Several aspects of the nature of continuity and discontinuity of the genetic landscape of South Asia and West Eurasia still elude our understanding. Whereas the maternal gene pool of South Asia is dominated by autochthonous lineages, Y chromosome variants of the R1a clade are spread from India (ca 50%) to eastern Europe and their precise origin in space or time is still not well understood.[76]In our analysis we find genetic ancestry signals in the autosomal genes with somewhat similar spread patterns. Both PC2 and k5 light green at K = 8 extend from South Asia to Central Asia and the Caucasus (but not into eastern Europe). In an attempt to explore diversity gradients within this signal, we investigated the haplotypic diversity associated with the ancestry components revealed by ADMIXTURE. Our simulations show that one can detect differences in haplotype diversity for a migration event that occurred 500 generations ago, but chances to distinguish signals for older events will apparently decrease with increasing age because of recombination. In terms of human population history, our oldest simulated migration event occurred roughly 12,500 years ago and predates or coincides with the initial Neolithic expansion in the Near East.
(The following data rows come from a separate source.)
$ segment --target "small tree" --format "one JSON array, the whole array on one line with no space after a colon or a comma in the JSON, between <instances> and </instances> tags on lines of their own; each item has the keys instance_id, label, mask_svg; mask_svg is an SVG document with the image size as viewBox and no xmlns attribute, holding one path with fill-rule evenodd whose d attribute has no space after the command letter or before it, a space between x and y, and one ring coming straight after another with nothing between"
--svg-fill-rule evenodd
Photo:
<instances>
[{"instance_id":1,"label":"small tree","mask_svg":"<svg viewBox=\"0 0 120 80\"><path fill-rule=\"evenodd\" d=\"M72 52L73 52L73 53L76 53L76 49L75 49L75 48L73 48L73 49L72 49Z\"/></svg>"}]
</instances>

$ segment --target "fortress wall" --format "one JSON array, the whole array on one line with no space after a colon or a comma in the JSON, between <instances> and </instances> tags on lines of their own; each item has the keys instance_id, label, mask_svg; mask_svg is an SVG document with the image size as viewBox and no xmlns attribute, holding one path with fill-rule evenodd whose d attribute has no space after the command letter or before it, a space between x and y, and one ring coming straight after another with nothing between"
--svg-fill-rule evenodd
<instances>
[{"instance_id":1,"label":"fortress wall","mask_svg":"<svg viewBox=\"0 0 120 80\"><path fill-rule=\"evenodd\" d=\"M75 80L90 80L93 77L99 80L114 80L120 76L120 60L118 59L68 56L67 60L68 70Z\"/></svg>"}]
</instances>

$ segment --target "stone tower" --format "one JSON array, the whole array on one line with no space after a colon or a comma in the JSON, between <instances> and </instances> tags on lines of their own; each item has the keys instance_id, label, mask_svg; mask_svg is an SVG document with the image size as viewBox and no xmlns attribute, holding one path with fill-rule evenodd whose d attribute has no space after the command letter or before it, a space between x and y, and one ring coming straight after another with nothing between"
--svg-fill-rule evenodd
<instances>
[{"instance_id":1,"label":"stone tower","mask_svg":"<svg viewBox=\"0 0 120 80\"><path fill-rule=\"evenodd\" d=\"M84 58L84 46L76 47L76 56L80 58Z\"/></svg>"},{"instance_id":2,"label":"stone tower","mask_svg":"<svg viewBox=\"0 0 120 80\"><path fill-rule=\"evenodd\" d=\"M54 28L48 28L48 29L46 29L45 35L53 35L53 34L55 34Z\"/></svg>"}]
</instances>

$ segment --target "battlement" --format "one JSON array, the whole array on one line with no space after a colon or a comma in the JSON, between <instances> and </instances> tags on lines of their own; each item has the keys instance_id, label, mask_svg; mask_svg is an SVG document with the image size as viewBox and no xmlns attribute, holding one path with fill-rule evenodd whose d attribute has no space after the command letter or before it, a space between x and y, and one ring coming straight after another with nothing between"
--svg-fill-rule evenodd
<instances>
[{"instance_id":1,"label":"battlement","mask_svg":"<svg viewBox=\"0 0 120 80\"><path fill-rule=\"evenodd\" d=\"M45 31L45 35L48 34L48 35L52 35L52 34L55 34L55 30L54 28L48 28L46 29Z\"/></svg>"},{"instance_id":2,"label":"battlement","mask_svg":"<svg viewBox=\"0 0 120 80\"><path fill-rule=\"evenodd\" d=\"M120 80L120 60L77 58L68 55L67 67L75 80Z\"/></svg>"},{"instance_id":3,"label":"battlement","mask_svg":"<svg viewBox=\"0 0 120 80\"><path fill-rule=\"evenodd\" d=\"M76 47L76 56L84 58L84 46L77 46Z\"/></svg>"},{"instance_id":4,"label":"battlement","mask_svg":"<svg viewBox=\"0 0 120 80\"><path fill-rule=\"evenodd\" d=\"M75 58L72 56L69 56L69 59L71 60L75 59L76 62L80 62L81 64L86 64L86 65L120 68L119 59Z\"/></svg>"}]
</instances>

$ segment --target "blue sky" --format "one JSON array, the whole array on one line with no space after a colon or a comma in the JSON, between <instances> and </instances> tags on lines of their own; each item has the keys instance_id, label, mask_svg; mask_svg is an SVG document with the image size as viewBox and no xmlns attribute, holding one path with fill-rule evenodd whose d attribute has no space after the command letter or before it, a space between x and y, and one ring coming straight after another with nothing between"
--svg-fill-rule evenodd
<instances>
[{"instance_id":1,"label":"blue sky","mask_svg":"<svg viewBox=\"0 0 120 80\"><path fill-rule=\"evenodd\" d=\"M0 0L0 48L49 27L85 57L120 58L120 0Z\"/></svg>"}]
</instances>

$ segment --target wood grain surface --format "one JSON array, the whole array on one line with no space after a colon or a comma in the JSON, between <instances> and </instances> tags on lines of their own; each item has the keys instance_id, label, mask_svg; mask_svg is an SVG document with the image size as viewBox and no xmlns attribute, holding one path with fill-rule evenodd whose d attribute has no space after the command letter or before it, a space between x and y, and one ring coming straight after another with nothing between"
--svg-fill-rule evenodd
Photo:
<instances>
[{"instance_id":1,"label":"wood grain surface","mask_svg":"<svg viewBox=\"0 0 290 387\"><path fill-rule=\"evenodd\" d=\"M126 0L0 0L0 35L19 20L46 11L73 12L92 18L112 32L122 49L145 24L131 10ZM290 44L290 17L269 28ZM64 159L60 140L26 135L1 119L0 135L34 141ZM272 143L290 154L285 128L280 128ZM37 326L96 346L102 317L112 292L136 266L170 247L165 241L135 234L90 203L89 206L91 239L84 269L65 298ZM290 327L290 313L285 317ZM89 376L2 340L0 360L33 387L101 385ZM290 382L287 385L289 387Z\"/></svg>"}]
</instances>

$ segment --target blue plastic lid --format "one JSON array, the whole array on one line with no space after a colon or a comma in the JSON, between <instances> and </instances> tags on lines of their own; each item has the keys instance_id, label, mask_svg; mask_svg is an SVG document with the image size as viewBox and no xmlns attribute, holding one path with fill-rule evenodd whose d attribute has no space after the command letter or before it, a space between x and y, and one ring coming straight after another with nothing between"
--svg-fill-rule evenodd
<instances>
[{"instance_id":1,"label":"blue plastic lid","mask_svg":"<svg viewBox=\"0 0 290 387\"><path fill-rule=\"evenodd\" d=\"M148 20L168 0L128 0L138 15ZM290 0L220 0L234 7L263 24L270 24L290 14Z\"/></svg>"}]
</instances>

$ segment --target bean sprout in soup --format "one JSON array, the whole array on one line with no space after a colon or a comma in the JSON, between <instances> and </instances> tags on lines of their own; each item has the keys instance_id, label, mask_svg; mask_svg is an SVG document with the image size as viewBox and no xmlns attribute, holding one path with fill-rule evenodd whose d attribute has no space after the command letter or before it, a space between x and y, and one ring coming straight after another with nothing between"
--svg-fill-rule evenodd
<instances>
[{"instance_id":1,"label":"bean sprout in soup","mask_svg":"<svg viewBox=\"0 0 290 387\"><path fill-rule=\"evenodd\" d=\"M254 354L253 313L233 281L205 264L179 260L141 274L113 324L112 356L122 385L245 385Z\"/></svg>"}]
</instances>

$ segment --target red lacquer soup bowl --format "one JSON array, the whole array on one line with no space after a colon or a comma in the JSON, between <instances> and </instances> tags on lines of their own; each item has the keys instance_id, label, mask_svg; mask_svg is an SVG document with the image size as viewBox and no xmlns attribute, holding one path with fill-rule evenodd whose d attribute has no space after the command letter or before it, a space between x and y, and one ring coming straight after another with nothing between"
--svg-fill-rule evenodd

Knowing whether signals associated with the initial peopling of Eurasia fall within our detection limits requires additional extensive simulations, but our current results indicate that the often debated episode of South Asian prehistory, the putative Indo-Aryan migration 3,500 years ago (see e.g., Abdulla15) falls well within the limits of our haplotype-based approach. We found no regional diversity differences associated with k5 at K = 8. Thus, regardless of where this component was from (the Caucasus, Near East, Indus Valley, or Central Asia), its spread to other regions must have occurred well before our detection limits at 12,500 years. Accordingly, the introduction of k5 to South Asia cannot be explained by recent gene flow, such as the hypothetical Indo-Aryan migration. The admixture of the k5 and k6 components within India, however, could have happened more recently—our haplotype diversity estimates are not informative about the timing of local admixture.